# Brecht and Epic Theatre



## Bluefey (Nov 4, 2008)

I am considering doing Good Person of Setzuan - but I wanted to be pretty true to what Brecht intended.

To be honest, I am not sure what that is .... I have a general understanding of his concepts. For example, I know that he wanted the audience to be aware that they are watching a play. I have tried to research, but have not been very successful in answering my questions.

I was wondering if any of you know specifics about Brecht - and what my production should include and the approaches I should take.


----------



## Footer (Nov 4, 2008)

Get a hold of a book by Brocket, it has a good amount of info on Brecht and Epic Theatre.

Amazon.com: History of the Theatre: Oscar G. Brockett, Franklin J. Hildy: Books

I have done a few brecht plays, heres what I can tell you. First, you MUST have a concept behind the show, what do you want the audience to experience and to walk away with? 

As far as how to analyze and work with the script, remember, he wrote the plays to not "take you" somewhere. He wrote them to be performed in a theatre, and he wrote them to be performed. Don't attempt to make the character real, instead analyze them and what they are saying. Build the characters off of that. Don't get bogged down in spectacle, these plays should be simple. Put them into a vacum, don't set them somewhere lavish. Really look at the words, and....

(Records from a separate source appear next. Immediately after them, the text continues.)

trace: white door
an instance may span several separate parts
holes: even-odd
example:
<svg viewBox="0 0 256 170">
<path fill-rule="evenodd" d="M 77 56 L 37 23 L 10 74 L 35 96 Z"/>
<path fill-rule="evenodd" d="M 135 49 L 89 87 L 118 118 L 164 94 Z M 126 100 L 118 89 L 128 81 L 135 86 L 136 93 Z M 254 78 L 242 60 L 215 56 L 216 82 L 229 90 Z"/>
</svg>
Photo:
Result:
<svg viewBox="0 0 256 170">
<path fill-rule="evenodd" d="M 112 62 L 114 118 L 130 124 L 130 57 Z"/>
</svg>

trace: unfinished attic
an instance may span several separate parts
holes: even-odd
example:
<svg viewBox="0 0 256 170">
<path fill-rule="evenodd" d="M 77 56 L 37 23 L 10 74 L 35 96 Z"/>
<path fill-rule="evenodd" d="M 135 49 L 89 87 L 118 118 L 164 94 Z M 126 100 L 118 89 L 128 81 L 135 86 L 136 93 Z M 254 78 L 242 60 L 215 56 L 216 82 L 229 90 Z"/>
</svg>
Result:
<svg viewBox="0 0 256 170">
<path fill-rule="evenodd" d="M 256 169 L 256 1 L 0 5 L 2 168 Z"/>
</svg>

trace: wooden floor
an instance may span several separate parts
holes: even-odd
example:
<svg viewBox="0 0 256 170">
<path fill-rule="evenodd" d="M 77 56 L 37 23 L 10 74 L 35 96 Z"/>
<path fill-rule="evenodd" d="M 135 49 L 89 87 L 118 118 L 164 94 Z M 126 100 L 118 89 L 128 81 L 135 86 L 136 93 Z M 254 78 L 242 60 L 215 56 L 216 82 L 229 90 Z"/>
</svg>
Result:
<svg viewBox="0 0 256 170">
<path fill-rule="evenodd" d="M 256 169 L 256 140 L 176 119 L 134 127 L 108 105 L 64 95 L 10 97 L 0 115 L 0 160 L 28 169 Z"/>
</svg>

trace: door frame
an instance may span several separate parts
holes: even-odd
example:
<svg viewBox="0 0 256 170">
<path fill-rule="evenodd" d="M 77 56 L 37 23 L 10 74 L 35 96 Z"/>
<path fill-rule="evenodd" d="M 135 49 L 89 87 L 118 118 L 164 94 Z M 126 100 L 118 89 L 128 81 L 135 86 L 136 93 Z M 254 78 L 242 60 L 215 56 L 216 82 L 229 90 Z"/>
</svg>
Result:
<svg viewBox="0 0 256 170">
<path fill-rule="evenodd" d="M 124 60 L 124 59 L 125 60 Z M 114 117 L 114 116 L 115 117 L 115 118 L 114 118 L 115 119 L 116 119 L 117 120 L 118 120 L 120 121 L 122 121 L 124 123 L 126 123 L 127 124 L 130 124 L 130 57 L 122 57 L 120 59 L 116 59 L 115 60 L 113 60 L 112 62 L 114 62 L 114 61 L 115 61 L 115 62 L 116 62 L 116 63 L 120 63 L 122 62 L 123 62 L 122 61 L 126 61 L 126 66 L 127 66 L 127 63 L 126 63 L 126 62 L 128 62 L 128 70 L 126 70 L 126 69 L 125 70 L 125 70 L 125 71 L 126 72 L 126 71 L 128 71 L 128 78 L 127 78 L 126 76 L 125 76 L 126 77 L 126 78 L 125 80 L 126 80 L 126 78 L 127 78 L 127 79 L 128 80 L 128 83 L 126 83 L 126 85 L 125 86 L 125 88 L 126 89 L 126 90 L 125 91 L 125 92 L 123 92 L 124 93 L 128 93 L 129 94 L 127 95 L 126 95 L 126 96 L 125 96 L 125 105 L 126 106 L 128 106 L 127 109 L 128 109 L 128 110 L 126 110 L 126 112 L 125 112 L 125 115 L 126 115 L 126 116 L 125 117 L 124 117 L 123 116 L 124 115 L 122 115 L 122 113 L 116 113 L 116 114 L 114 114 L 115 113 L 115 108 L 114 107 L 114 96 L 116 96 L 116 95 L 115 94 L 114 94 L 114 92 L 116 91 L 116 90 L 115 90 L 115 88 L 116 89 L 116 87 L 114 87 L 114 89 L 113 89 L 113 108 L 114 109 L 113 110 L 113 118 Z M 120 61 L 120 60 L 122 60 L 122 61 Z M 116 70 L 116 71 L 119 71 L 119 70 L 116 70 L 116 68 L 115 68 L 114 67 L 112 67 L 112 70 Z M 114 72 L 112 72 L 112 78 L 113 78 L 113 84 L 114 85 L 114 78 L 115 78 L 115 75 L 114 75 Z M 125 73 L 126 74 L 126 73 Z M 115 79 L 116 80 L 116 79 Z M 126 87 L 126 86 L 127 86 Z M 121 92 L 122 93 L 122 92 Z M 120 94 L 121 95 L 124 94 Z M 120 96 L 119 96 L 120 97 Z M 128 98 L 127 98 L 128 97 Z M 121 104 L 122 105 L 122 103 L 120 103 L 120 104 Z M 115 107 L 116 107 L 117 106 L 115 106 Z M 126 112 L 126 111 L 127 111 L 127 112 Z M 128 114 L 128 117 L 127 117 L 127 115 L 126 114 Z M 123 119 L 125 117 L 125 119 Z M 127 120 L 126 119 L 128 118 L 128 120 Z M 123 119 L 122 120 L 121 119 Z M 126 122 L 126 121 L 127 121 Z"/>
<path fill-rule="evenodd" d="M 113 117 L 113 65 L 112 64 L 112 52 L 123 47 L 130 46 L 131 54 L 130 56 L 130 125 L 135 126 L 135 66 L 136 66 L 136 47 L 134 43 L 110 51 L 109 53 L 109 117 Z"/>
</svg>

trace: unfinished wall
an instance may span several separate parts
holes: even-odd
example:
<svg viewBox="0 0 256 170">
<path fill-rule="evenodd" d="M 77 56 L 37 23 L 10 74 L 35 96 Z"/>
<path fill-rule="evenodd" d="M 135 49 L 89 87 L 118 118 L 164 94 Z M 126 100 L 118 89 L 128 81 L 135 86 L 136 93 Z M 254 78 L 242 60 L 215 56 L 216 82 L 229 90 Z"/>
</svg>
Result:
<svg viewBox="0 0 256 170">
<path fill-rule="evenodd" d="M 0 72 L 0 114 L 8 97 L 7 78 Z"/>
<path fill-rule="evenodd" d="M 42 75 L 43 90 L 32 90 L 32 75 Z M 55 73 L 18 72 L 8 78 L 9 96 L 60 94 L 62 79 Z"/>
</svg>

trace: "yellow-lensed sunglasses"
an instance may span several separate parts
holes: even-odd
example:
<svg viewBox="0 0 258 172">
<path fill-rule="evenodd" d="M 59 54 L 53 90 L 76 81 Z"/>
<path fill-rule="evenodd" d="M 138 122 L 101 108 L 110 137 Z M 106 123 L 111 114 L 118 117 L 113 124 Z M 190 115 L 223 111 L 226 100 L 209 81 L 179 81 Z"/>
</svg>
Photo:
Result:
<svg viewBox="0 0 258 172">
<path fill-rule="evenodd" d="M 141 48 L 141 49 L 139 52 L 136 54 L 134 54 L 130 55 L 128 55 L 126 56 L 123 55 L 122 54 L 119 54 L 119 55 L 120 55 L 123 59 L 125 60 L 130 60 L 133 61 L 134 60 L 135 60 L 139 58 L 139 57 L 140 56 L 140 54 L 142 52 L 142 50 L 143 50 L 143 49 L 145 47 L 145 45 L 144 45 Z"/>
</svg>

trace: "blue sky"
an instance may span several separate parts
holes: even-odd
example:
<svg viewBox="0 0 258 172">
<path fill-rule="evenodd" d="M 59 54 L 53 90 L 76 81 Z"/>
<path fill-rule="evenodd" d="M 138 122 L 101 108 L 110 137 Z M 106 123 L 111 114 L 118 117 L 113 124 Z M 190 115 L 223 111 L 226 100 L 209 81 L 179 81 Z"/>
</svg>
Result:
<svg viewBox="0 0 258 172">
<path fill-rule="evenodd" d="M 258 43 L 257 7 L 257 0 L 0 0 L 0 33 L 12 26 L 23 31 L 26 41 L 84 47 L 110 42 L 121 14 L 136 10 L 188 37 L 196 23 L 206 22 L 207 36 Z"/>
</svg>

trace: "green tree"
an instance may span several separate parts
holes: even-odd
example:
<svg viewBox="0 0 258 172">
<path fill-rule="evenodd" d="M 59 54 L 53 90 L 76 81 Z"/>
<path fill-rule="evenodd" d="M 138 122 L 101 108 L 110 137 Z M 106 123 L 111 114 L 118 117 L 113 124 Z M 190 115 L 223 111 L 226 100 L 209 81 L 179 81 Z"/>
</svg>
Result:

RESEARCH THE CRAP OUT OF EPIC THEATRE AND BRECHT.


----------



## ship (Nov 8, 2008)

Been a few years since I studied the author and the play. Will attempt to refresh my memory some in the coming weekend if possible but good point above on the seperation.


----------



## Bluefey (Nov 8, 2008)

Footer - that was actually very good advice and something I will try to remember as i jump in to this project

I look forward to hearing more input ship - so thanks!


----------



## cdcarter (Dec 6, 2008)

Hello, I realize this is a bit of a necro, but Brecht is so wonderful to work with. The most important thing to realize is that these are caricatures and stereotypes. You are not working with "people" like you would in a realist play. You want your audience to disassociate with the characters so they can see the greater meaning of the play.


----------